Tabari Artspace presented the solo exhibition of Tagreed Darghouth at Cromwell Place, London.

 

Painter, Tagreed Darghouth, uses abstract impressionism and impasto layers applied with gestural brushstrokes to tackle topics concerning structural violence, popular culture, and the marginalised. For the last two years Darghouth has been preoccupied with parallel concepts which have culminated in three new bodies of work: Beirut Silos, The Explosion and To My Father, From Van Gogh’s Bouquets. Working with acrylic on paper as well as canvas the artist continues her unabashed social commentary, reflecting upon that which she encounters on the streets of Beirut and beyond and ushering it into expressionistic figuration. Darghouth regularly connects far-flung influences from literature, philosophy and music to her personal experiences. For the Beirut Silos series and The Explosion series, the artist meditates upon the catastrophic explosion that took place in Beirut on 4th August 2020 devastating the community. The Beirut Silos series zones in on the transformation and degradation of the industrial silos that surrounded Beirut’s port during and after the explosion. The To My Father, From Van Gogh’s Bouquets series, pays tribute to Tagreed’s father who loved flowers immensely and is a loose interpretation of Van Gogh’s paintings of roses, flowers, and bouquets. Shortly before Van Gogh's release from the asylum at Saint–Rémy he began to paint roses as a process of healing and means of coming to terms with both his illness and himself. As he entered into the final stages of recovery, he wrote to his brother Theo, that he had "worked as in a frenzy. Great bunches of flowers, violet irises, big bouquets of roses..." The three series - Beirut Silos, The Explosion and To My Father, From Van Gogh’s Bouquets - are untied by Tagreed’s immense feelings of personal and collective loss; loss of her father and also loss of the Lebanon of the past that her father knew and loved.

 

“He said to me: Sit in the eye of the needle and stay put. When the thread enters the needle do not grab it, and do not stretch it. And be happy: for I love only the happy.”

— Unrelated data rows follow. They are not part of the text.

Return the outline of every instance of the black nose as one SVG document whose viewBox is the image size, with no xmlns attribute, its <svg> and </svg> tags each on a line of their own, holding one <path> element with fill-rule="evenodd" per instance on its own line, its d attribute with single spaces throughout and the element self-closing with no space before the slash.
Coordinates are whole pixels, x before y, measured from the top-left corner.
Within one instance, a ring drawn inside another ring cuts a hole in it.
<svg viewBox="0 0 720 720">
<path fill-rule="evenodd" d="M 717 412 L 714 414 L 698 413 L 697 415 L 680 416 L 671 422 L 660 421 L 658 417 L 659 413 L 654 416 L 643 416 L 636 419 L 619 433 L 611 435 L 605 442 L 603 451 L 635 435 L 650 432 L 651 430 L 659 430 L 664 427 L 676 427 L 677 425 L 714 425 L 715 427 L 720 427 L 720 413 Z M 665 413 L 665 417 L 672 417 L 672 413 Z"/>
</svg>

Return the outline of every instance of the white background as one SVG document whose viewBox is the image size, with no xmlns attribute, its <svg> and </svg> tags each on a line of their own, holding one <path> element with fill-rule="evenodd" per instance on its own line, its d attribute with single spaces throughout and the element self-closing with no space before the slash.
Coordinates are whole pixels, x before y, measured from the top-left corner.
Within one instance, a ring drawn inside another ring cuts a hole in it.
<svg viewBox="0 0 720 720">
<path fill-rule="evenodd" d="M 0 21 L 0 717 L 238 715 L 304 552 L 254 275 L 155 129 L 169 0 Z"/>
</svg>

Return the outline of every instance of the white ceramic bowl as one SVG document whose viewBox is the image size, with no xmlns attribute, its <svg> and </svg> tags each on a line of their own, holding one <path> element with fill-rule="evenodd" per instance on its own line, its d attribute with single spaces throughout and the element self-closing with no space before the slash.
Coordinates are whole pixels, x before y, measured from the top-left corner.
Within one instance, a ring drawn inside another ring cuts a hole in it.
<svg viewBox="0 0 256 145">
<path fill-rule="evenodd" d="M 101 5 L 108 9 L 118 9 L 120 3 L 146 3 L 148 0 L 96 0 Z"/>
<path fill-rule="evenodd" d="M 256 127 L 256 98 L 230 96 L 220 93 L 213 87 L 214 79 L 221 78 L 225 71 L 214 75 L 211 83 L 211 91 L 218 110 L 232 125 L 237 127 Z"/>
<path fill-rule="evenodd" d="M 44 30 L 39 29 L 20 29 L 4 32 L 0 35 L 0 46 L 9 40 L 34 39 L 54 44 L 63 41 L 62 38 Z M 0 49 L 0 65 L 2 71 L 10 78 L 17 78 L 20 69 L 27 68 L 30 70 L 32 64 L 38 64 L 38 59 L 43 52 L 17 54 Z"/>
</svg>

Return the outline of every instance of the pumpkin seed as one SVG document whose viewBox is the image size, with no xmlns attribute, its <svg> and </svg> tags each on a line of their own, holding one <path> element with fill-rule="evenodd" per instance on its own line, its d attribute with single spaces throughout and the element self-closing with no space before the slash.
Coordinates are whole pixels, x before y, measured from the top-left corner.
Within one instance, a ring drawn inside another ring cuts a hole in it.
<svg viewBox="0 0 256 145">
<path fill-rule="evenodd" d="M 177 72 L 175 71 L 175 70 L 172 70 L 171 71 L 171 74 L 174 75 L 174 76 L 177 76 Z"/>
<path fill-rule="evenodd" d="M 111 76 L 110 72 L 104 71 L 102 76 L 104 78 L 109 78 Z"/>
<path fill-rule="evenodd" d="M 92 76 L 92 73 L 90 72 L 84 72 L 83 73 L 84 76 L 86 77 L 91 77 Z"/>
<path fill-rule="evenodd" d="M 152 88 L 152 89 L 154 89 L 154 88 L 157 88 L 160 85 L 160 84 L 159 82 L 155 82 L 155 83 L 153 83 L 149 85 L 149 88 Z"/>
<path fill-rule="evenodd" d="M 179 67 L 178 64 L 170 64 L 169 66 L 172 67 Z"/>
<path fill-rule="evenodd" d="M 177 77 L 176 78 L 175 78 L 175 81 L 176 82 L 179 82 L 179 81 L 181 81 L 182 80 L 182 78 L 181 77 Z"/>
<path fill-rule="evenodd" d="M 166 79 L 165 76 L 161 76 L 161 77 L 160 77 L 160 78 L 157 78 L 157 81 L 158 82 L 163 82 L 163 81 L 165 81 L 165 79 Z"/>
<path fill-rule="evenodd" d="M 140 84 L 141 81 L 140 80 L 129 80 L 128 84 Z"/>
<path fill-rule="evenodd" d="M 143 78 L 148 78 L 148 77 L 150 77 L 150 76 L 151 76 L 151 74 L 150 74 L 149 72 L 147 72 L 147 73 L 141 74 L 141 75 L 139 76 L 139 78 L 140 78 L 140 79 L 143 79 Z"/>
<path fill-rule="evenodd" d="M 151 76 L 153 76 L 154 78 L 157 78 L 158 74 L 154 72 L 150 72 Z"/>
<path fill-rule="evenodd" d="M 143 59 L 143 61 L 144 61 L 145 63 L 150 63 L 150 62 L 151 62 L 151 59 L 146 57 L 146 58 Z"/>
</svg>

- Al-Niffari (the labyrinth station)

 

 

Painting of the Silos is not to depict Beirut’s misery after the Port explosion. The misery has always been there. It bloomed in 1975, withered in 1990, but never died. After the civil war, the Lebanese endured, lived along, and adapted. They also managed to keep the “green line” alive, and eventually make it greener. To each their own, to each their bright side of the city. Beirut, the sad and sadder city in disguise.

 

With a pre-war staged and pitiful nostalgia, warlords dressed up as politicians, imaginary borderlines, allies, friends and foes, the people followed without a fuss. “The Explosion” was inevitable. Beirut, the city finally protested. Beirut exploded.

 

Painting the Silos is painting our failures and defeat. The Lebanese self-portrait, that of collapse.

 

“To My Father, From Van Gogh’s Bouquets” is a tribute to my father who passed away last year. He had hope. While waiting for the war to end, he filled our garden with all sorts of flowers. The war never ended, but those painted flowers carry my father’s hope.